The Lunacy brought a very competitive bunch of lunatics together for MASCAR's last BeachJet race of the year. Lewis was on form and set a torrid pace during the round robin, but after him things were tight...positions two to ten were separated by only four laps after ten minutes of racing. The Mains were predictably frenetic. With MASCAR's format, the winner can come from anywhere. Bubba, switched his off-road style pickup springs to standard Dr. Oogan's, on a recommendation by Lewis...this made his car more driveable, so he was the pacesetter in the C Main. Chasing him were Ron Brna, coming back after a long lay off, and Chris Mueller, just back from a Baghdad Max Security prison...plus Don Berbel (PA transplant to NC) and new racer, Tim Lane, doing very well in only his second race. Bubba did well enough to finish 6th overall. The B Main was really hard fought, Tim Keevin laid down a 25 on his second segment in White, to pull ahead of Vern "I can't race t-jets, they're too slow!" Dew, Mark Smith, Donny Pope, and Dan Mueller. Tim Keevin, made good use of all the laps he turned in testing, to end up 2nd overall! The A Main, started close with everyone pulling a 24 in the first segment, but Tom trailling on the yellow gutter, back a lap. Lewis ran a 25 on his favorite lane, yellow, to pull ahead. Tom, Ronnie and Bill all were back 3 laps at 46. The third segment, saw Lewis lose a lap back to the field on the Red gutter, and the other three were at 70. If we had looked at the B Main results at the time, we would have seen Tim with 71 laps at this point, and be concerned! The last segment saw Lewis seal the deal, with a 26 lap run on white, Bill picking up a lap on Red over Tom and Ronnie. So in the end Lewis won, Tim got second from the B Main, by 24 sections over Bill. Tom pipped Ronnie for fourth by 3 sections...and Bubba grabbed 6th, down another lap. Very close and intense racing, with some very quick cars on the hardest track in the series, Lunacy! 

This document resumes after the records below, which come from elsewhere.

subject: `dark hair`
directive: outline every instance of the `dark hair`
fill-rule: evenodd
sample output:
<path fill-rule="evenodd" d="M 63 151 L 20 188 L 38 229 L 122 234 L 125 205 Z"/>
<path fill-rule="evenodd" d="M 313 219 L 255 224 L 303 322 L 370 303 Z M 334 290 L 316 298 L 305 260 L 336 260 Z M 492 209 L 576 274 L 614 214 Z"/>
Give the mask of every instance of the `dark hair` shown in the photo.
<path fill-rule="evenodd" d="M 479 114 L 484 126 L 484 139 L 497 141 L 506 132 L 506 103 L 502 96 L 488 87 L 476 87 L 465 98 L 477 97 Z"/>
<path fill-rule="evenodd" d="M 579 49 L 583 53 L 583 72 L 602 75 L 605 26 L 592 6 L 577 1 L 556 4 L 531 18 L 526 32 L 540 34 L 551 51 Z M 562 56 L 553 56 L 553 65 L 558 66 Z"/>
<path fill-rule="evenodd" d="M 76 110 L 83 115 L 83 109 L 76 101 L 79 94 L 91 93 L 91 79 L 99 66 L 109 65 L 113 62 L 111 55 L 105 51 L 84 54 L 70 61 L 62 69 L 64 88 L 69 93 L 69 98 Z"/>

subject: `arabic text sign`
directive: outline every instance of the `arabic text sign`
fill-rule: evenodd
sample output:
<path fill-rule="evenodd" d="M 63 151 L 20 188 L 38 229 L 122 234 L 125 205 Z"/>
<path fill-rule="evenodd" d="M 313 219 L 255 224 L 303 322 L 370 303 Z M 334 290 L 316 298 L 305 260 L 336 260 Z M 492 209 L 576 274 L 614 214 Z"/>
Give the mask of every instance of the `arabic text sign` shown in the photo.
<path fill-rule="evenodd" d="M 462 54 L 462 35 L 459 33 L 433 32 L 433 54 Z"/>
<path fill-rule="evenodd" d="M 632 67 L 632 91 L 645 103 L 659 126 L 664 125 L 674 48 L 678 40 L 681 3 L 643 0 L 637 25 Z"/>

Full pictorial race report:
http://www.bat-jet.com/mascar/5-22-10.html

Final season ending race is Super Stocks on Ronnie Jamerson's Church Hill Wiz track, in Gloucester, Virginia...Saturday, June 12th.
http://www.bat-jet.com/mascar/ronnies.html

Trophy race is at Robby Whiteed's new TKO monster track in Williamsburg, Virginia...Saturday, July 10th.
http://www.bat-jet.com/mascar/robby.html


----------



## sethndaddy (Dec 4, 2004)

:freak:Oh theres lots of Lunatics all right:freak:


----------